E o parecer pareceu-me, querer dizer que Itabaiana é um caso sem solução, só mudando a população, porque o ceboleiro, por natural, é um matador plenipotencial.

 

E eu nunca tive esta impressão dos itabaianenses.

 

Do que sei de Itabaiana, é tratar-se de um município por excelência de gente trabalhadora, e, sobretudo, de gente inteligente.

 

Das minhas dezenas de milhares de alunos, e foram muitos, desde o Atheneu na juventude, e na UFS, por mais amiúde, de mais tempo e amplitude, foi raro eu encontrar um estudante medíocre oriundo da serra.

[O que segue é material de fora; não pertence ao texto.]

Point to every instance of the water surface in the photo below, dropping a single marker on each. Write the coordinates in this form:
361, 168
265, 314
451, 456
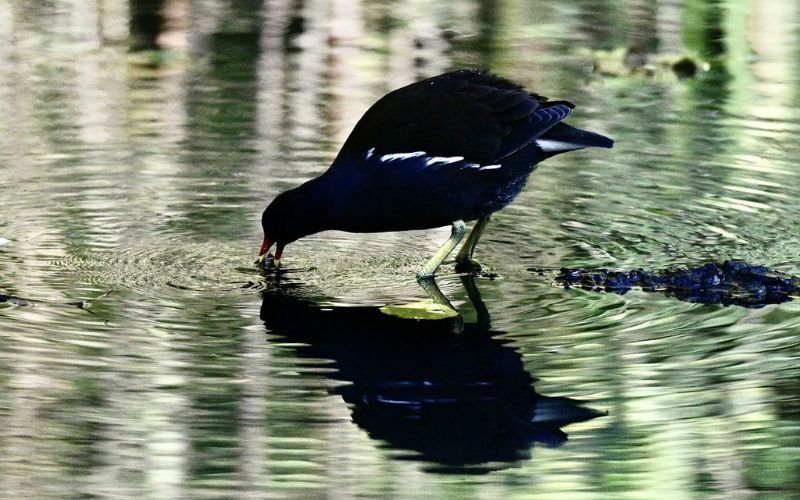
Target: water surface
149, 357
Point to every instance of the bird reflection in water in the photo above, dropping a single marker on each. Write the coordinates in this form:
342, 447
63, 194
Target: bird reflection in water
461, 401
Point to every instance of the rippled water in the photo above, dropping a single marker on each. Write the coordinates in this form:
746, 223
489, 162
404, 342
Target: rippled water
141, 352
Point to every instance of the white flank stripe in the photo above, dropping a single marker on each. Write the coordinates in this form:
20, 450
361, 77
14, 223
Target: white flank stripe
442, 159
551, 146
402, 156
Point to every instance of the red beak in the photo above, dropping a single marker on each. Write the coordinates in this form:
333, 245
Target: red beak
265, 246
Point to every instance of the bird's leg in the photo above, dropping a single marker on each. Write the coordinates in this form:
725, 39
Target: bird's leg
464, 261
430, 267
484, 319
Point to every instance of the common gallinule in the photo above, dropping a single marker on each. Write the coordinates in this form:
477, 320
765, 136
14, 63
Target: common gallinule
453, 148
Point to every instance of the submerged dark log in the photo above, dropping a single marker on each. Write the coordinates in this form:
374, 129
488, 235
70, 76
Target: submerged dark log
732, 282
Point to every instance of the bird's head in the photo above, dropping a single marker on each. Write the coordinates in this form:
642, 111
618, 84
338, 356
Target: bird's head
276, 222
285, 220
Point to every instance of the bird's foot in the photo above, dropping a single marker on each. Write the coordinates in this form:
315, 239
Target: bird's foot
468, 266
268, 263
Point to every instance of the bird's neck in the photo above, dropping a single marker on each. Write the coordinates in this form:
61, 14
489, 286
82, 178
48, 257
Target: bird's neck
314, 205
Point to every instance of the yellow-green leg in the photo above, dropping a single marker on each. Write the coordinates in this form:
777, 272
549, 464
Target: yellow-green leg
457, 233
464, 260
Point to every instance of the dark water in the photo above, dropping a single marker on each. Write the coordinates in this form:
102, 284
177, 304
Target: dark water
141, 354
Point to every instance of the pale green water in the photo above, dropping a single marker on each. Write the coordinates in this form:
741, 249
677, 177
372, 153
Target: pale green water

A regra era encontrar sujeitos caprichosos, inteligentes, disciplinados e aplicados nos estudos. E que depois na vida profissional, muitos se revelaram profissionais destacados em todas as áreas; dos números às leis, dos âmagos celulares às ofertas e procuras, nas buscas de todas as curas, nos saberes vários da vida e das letras.

 

Agora esta propensão para matar, eu nunca percebi, nem temi em meus alunos e em meus amigos de Itabaiana Grande.

 

Pelo contrário, só vi gente a orgulhar Itabaiana. Do sujeito Oviêdo; do prefeito Serapião; do poeta Alberto Carvalho; dos Teles; dos Mendonça; dos Machado, de José Augusto meu colega químico, eficiente, caprichoso, correto, de José Carlos, grande estudante, deputado e político destacado, que está a merecer de Sergipe em mais e melhor valia, sobretudo em meio a tantos de precedência vazia, de José Milton, seu irmão, um grande aluno meu, morto tão cedo, de José Alberto Andrade, meu professor de Físico-Química, que virou empresário e de Alberto Luiz Andrade, este meu colega, e que virou pesquisador vitorioso na UNICAMP.

 

Itabaiana de meus amigos do Rotary, Carlinhos Siqueira e sua harmoniosa Marilene, vindos com toda uma irmandade dele e dela, nunca sabidos violentos, mas sempre generosos, ditosos e radiantes.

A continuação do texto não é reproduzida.